In 1817, Maximilien began to design a garden in a field that was totally unworkable but had a magnificent view of the Loire. On the rocky outcrop overlooking the river at a height of nearly 70 metres, he had an incredible garden built that descended in terraces to the shore. The monumental nature of the site, the labyrinthine architecture adorned with niches, turrets and staircases, the colours and the trompe-l'oeil features made the garden a "folly" in people's eyes. That is how the site came to be known as the Folies Siffait.
A poetic garden
In 1836, Oswald Siffait became the main owner of the land at La Gérardière. He bought numerous plots of land, thus considerably increasing the size of the property. A member of the Nantes Horticultural Society, Oswald had a famous collection of rare trees planted in his park around the château and in the terraced garden. The renowned nurseryman André Leroy (1801-1875) worked on these sites between 1846 and 1850. Although there does not seem to be much left of his efforts, the alignments of trees still remain.
When Oswald died, his son Ernest Siffait (1841-1904) inherited the property and sold it in 1895 to Edmé Fleury, an engineer from Nantes. The Folies Siffait garden was then left untended, and dense vegetation took over the site, giving the garden its present-day poetic atmosphere.
A conservation site
The Folies Siffait garden now spans 3.33 hectares and is part of the ecological, plant and wildlife conservation area in Le Cellier.
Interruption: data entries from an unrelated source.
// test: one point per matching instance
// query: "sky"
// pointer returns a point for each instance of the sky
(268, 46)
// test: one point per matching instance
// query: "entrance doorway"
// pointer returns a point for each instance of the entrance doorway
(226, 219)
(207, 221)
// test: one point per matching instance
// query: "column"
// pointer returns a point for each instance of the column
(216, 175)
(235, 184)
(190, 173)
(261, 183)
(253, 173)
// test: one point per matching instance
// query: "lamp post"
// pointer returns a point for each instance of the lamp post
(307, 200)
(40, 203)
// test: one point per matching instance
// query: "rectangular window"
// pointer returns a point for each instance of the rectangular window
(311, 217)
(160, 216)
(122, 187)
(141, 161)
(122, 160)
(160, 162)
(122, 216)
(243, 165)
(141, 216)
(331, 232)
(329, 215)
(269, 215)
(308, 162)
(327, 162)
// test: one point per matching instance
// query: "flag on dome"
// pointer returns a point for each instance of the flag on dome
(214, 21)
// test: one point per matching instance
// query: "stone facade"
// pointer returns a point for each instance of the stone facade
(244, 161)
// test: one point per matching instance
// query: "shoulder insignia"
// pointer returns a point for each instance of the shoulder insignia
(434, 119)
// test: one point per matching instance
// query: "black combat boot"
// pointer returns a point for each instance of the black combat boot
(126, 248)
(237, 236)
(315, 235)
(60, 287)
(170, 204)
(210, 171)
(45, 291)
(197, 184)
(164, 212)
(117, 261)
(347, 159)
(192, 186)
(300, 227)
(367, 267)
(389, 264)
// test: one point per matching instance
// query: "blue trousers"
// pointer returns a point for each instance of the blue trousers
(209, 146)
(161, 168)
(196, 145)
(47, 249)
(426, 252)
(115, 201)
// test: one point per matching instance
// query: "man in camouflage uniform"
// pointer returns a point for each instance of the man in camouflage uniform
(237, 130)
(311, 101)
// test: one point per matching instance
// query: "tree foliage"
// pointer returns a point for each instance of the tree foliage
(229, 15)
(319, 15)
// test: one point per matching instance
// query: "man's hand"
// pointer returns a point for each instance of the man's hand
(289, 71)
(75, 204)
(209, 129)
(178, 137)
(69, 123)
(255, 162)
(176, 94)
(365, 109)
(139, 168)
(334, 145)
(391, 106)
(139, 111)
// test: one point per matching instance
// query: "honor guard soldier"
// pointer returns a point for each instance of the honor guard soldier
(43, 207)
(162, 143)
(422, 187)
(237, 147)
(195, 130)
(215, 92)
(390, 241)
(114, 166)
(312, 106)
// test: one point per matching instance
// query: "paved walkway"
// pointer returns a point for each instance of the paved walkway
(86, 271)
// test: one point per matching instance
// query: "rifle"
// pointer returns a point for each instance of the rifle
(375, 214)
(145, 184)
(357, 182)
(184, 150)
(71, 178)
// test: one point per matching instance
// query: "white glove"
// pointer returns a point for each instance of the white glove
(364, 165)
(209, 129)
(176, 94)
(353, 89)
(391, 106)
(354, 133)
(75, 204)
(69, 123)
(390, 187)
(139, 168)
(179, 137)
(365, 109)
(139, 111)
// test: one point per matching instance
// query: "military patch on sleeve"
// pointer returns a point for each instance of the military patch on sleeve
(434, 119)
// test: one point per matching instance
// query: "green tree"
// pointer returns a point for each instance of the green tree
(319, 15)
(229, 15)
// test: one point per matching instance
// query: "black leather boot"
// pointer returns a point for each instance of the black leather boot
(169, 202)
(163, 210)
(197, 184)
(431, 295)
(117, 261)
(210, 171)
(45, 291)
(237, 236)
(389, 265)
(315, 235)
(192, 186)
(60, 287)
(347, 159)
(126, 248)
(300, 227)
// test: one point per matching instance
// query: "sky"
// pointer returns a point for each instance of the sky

The area boasts the plants and wildlife typically found in large wooded gardens (red squirrels, nuthatches, woodpeckers, primroses, etc.), as well as tall trees such as Lebanese cedars, evergreen oaks and large-leaved lime trees. The site is also home to reptiles and bats. It has been listed as a historical monument since 1992.
In 2007, the Department bought the site from the town of Le Cellier as part of its policy to protect sensitive natural areas and continued the rehabilitation project to consolidate the structures and eventually reopen the site to the public.
In order to maintain the Folies Siffait garden, a balance must be found between opening this exceptional historical heritage to the public, conserving the fragile built heritage and protecting the sensitive natural space. Access is regulated, not only to protect the site, but for safety reasons as well, since the area can be hazardous for unaccompanied visitors.